Solution: Palinilap | Hashing

Explanation Initial Palindomres Wannabe Palindromes Putting it Together Implementation

Explanation

When we change a character, all substrings can do one of 3 things:

Stop being a palindrome
Become a palindrome (we'll call these "wannabe palindromes")
Nothing (not affected at all)

If we find the number of substrings that are in each state for a certain change, we're basically set!

Initial Palindomres

To find all palindromes in our string, we iterate through all centers and see how far we can extend the sides will still having the string remain a palindrome.

Notice that if we know that an extension of, say, 5 characters gives us a palindrome, we know that an extension of 4 characters would also give us a palindrome. Similarly, if we know that an extension of 7 characters doesn't give us a palindrome, an extension of 8 characters definitely won't work either. Thus, we can binary search on the maximum length we can extend the sides.

To quickly check if a substring is a palindrome, we get the rolling hash of a string and its reverse and check if the two give the same hash.

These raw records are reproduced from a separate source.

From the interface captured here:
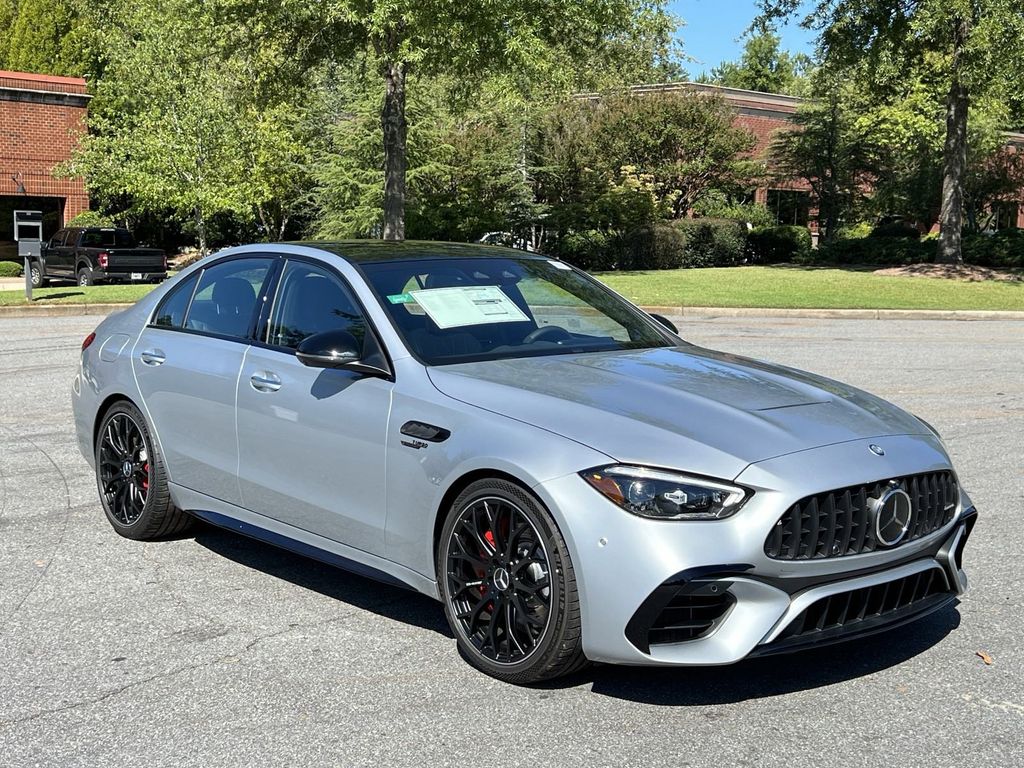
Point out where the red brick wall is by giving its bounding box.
[0,71,89,223]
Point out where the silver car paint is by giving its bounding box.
[73,245,971,665]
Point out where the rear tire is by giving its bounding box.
[94,400,195,541]
[436,479,587,685]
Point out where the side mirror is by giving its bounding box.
[650,312,679,335]
[295,330,391,378]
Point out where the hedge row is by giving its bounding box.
[553,218,811,271]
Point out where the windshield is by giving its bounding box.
[82,229,135,248]
[359,258,670,365]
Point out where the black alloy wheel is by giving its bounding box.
[99,413,152,525]
[438,480,586,683]
[95,400,194,541]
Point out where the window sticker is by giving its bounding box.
[410,286,529,329]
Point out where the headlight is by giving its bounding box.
[580,464,750,520]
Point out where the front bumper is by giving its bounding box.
[537,436,977,666]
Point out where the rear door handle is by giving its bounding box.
[139,349,167,366]
[249,371,281,392]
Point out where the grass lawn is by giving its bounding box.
[0,284,156,306]
[0,266,1024,311]
[597,266,1024,310]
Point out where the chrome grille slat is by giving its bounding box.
[764,471,959,560]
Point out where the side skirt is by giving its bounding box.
[170,483,440,600]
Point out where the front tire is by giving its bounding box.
[436,479,587,685]
[95,400,194,541]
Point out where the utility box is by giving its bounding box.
[14,211,43,259]
[14,211,43,301]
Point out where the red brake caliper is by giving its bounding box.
[480,530,498,595]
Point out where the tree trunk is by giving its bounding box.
[193,206,207,256]
[935,18,970,264]
[381,61,408,240]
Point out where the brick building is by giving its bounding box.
[633,83,1024,236]
[0,71,90,259]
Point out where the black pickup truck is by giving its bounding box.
[30,226,167,288]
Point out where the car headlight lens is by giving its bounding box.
[580,464,750,520]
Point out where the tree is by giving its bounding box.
[299,0,659,240]
[701,29,811,95]
[769,84,878,242]
[65,0,313,253]
[760,0,1024,263]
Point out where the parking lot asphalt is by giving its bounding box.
[0,317,1024,768]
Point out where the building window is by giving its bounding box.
[766,189,811,226]
[992,201,1020,229]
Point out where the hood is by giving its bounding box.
[428,347,929,479]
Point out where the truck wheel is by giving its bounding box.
[29,261,49,288]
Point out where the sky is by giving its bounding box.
[668,0,814,77]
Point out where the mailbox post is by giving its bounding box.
[14,211,43,301]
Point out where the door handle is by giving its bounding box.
[139,349,167,366]
[249,371,281,392]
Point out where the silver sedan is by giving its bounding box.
[73,242,976,683]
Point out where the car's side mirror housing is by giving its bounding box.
[650,312,679,335]
[295,329,391,378]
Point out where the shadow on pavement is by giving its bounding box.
[581,608,961,707]
[194,524,453,638]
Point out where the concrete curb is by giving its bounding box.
[0,304,133,317]
[640,306,1024,321]
[0,304,1024,321]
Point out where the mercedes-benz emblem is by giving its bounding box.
[495,568,512,592]
[871,486,912,547]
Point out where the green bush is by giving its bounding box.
[0,261,23,278]
[746,225,811,264]
[674,218,749,267]
[618,221,686,269]
[836,221,874,240]
[68,211,114,226]
[867,219,921,240]
[811,238,935,266]
[963,229,1024,269]
[551,229,623,271]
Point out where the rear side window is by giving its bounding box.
[184,258,270,338]
[267,261,367,349]
[153,272,199,328]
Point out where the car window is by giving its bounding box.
[184,258,270,338]
[153,272,199,328]
[360,256,672,365]
[266,261,366,349]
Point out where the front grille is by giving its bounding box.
[773,568,950,643]
[765,472,959,560]
[647,592,736,645]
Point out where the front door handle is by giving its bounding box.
[139,349,167,366]
[249,371,281,392]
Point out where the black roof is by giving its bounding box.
[289,240,547,264]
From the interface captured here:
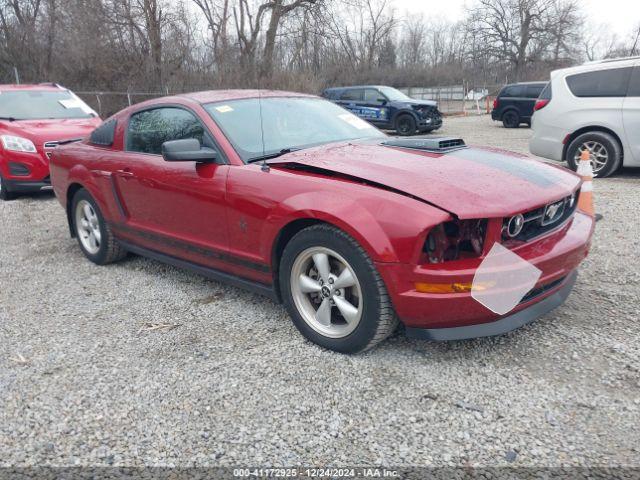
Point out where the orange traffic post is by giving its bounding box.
[578,149,596,217]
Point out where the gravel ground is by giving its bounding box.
[0,117,640,466]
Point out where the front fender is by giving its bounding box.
[391,108,420,124]
[261,191,450,263]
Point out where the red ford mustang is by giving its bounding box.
[51,91,594,352]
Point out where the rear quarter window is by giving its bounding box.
[340,88,362,101]
[499,85,524,98]
[526,85,545,98]
[567,67,633,97]
[538,83,553,100]
[89,118,117,147]
[627,66,640,97]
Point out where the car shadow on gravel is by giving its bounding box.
[609,167,640,180]
[12,190,56,202]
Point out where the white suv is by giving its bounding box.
[529,57,640,177]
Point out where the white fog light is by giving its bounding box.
[0,135,36,153]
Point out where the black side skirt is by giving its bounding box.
[118,239,280,303]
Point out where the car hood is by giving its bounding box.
[269,143,580,219]
[1,118,102,143]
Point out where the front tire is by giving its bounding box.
[396,113,417,137]
[279,225,398,353]
[0,175,17,201]
[567,132,622,178]
[71,189,127,265]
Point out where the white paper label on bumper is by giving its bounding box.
[471,243,542,315]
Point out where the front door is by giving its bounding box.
[361,88,391,126]
[622,65,640,166]
[114,106,229,269]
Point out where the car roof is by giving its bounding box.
[175,89,315,103]
[505,80,549,87]
[0,83,67,92]
[551,57,640,78]
[325,85,393,92]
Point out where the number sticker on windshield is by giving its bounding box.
[338,113,371,130]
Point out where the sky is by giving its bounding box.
[393,0,640,36]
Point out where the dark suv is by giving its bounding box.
[322,85,442,135]
[491,82,547,128]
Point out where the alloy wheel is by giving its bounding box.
[75,200,102,255]
[290,247,363,338]
[573,141,609,175]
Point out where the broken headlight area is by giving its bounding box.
[421,219,487,263]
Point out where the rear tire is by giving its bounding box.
[279,225,398,353]
[502,110,520,128]
[0,175,18,201]
[71,189,127,265]
[396,113,417,137]
[566,131,622,178]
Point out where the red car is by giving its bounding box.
[51,90,594,352]
[0,83,101,200]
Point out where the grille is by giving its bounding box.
[520,277,567,303]
[502,191,579,244]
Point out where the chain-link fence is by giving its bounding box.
[399,84,500,115]
[75,84,501,118]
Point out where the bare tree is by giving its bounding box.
[469,0,555,79]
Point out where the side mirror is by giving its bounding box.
[162,138,217,163]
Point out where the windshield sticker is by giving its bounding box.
[58,98,82,109]
[338,113,371,130]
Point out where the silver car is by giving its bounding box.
[529,57,640,177]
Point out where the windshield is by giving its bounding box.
[204,97,386,162]
[0,90,95,120]
[380,87,413,102]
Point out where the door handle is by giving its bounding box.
[116,168,133,178]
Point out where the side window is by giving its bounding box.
[567,67,633,97]
[627,66,640,97]
[126,107,206,155]
[364,88,385,105]
[340,88,362,102]
[500,85,524,97]
[525,85,545,98]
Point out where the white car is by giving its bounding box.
[529,57,640,177]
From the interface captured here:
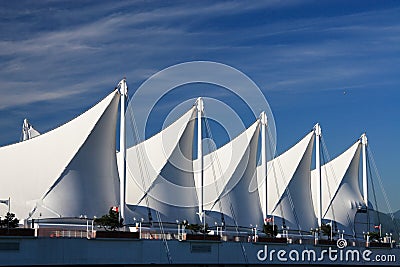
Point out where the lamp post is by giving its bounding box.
[139,218,144,239]
[90,216,97,240]
[176,220,181,241]
[83,214,89,239]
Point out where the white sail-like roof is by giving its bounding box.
[126,107,198,222]
[21,119,40,141]
[257,132,317,231]
[311,141,363,232]
[0,91,119,219]
[193,120,262,226]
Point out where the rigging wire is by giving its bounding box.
[204,111,248,263]
[367,149,381,228]
[203,111,225,225]
[126,96,153,224]
[128,94,172,264]
[272,131,310,236]
[321,135,356,236]
[367,145,399,232]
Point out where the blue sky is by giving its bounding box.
[0,0,400,213]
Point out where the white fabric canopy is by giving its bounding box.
[311,141,363,232]
[257,132,317,231]
[193,120,262,226]
[126,107,198,222]
[0,91,119,219]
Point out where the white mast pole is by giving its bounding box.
[196,97,205,223]
[314,123,322,228]
[260,111,268,223]
[361,133,368,208]
[118,78,128,223]
[22,119,30,141]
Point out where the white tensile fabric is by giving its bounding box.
[257,132,317,231]
[311,141,363,232]
[126,107,198,222]
[193,120,262,226]
[0,91,120,219]
[21,119,40,141]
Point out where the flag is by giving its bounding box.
[112,206,118,212]
[264,217,274,222]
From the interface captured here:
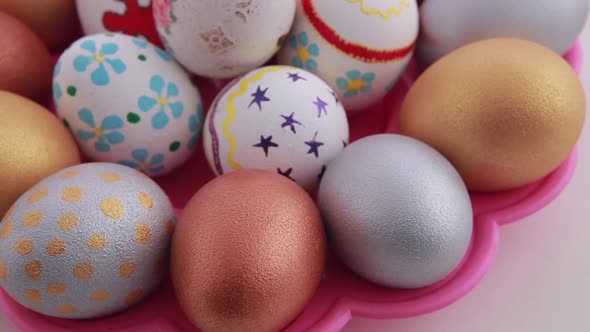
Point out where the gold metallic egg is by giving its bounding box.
[0,91,80,218]
[400,38,586,192]
[171,170,326,332]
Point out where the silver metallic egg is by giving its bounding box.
[318,134,473,288]
[416,0,588,65]
[0,163,175,319]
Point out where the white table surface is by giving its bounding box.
[0,11,590,332]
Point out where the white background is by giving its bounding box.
[0,7,590,332]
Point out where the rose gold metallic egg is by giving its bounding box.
[171,170,326,331]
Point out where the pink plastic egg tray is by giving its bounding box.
[0,43,582,332]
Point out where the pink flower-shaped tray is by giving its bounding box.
[0,43,582,332]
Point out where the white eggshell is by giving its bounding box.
[153,0,296,78]
[278,0,419,111]
[416,0,588,65]
[203,66,349,189]
[54,34,203,176]
[0,163,175,318]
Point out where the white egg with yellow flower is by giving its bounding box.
[278,0,419,112]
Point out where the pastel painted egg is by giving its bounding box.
[153,0,296,78]
[416,0,588,66]
[203,66,349,189]
[278,0,418,112]
[53,33,203,176]
[76,0,162,47]
[318,134,473,288]
[0,163,175,319]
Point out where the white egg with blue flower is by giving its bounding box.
[277,0,419,113]
[53,33,203,176]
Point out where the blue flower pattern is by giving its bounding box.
[133,38,172,62]
[74,40,127,86]
[53,62,63,104]
[137,75,184,129]
[119,149,165,175]
[289,32,320,71]
[336,70,376,98]
[77,108,125,152]
[187,103,203,150]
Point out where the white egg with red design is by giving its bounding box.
[203,66,349,190]
[153,0,296,78]
[278,0,419,113]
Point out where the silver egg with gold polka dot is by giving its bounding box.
[0,163,176,319]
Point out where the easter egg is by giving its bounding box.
[0,91,80,218]
[416,0,588,66]
[76,0,162,47]
[203,66,349,189]
[399,38,586,191]
[0,12,52,99]
[153,0,296,78]
[277,0,418,112]
[0,0,80,51]
[0,163,175,319]
[318,134,473,288]
[171,170,326,332]
[53,33,203,176]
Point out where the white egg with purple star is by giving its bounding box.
[203,66,349,190]
[53,33,203,176]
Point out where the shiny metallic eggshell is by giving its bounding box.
[318,134,473,288]
[171,170,326,332]
[416,0,588,65]
[0,163,175,319]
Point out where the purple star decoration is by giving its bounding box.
[252,135,279,157]
[277,168,295,182]
[313,97,328,118]
[330,91,340,105]
[281,113,303,134]
[287,73,307,82]
[305,131,324,158]
[248,85,270,111]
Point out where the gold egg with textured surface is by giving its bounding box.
[400,38,586,192]
[0,91,80,217]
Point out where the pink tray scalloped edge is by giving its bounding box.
[0,42,583,332]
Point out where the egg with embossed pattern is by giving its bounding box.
[203,66,349,189]
[0,163,176,319]
[152,0,296,78]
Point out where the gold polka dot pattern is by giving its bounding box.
[47,283,68,295]
[23,289,43,303]
[45,239,67,257]
[86,233,107,250]
[100,197,123,219]
[12,239,34,256]
[135,224,152,244]
[25,259,43,280]
[74,263,94,280]
[59,170,80,179]
[90,289,110,302]
[62,187,84,203]
[57,212,80,231]
[139,192,154,209]
[23,210,43,228]
[27,188,49,204]
[119,261,135,279]
[100,172,121,183]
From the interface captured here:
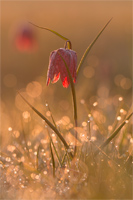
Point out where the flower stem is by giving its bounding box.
[58,52,77,156]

For all these palindromes, a change in the character on any side (except the center) would result in the destruction of the palindrome.

Take this palindrome: $s=\text{youruoy}$ . If we let $\texttt{bad}[i]$ be the number of palindromes (relative to this center) that would be destroyed if $s_i$ were changed, this would be the array:

[1,2,3,0,3,2,1]

Note how the numbers increase to half the length of the palindrome, then decrease back to 1. The center of $\texttt{bad}$ is 0 because its position isn't changed when reversed.

For all the centers, we have to add up all their $\texttt{bad}$ s to get the total number of palindromes destroyed for each character changed.

To do this, we have to efficiently add consecutive sequences of numbers to an array, which we can do with two iterations of a difference array.

Wannabe Palindromes

Since we can change a character, we should also find all substrings that are just one character away from becoming a palindrome, like these strings:

$\text{baaac}$
$\text{abcdeba}$

After we finish getting the maximum extension from the binary search we just discussed, we can run another binary search to find the maximum extension with one character replaced. We can either replace a character on the left or the right with the same result: for example, replacing $e$ with $c$ or $c$ with $e$ in the second string would yield the same results for that wannabe.

This time, to compare two strings, we need to be able to get a hash with a replaced character as well, so we need a small modification to our hashing function.

Putting it Together

With both of the binary searches, we can obtain the two final structures we need:

$\texttt{bad}[i]$ , the number of ruined palindromes if we change character $i$
$\texttt{good}[i][c]$ , the number of new palindromes if we change character $i$ to $c$

Now we iterate through all changed characters and take the best change for our final answer!

Implementation

Time Complexity: $\mathcal{O}(N \log N)$

C++

#include <algorithm>
#include <cassert>
#include <functional>
#include <iostream>
#include <map>
#include <vector>

using namespace std;

 Code Snippet: String Hashing (Click to expand)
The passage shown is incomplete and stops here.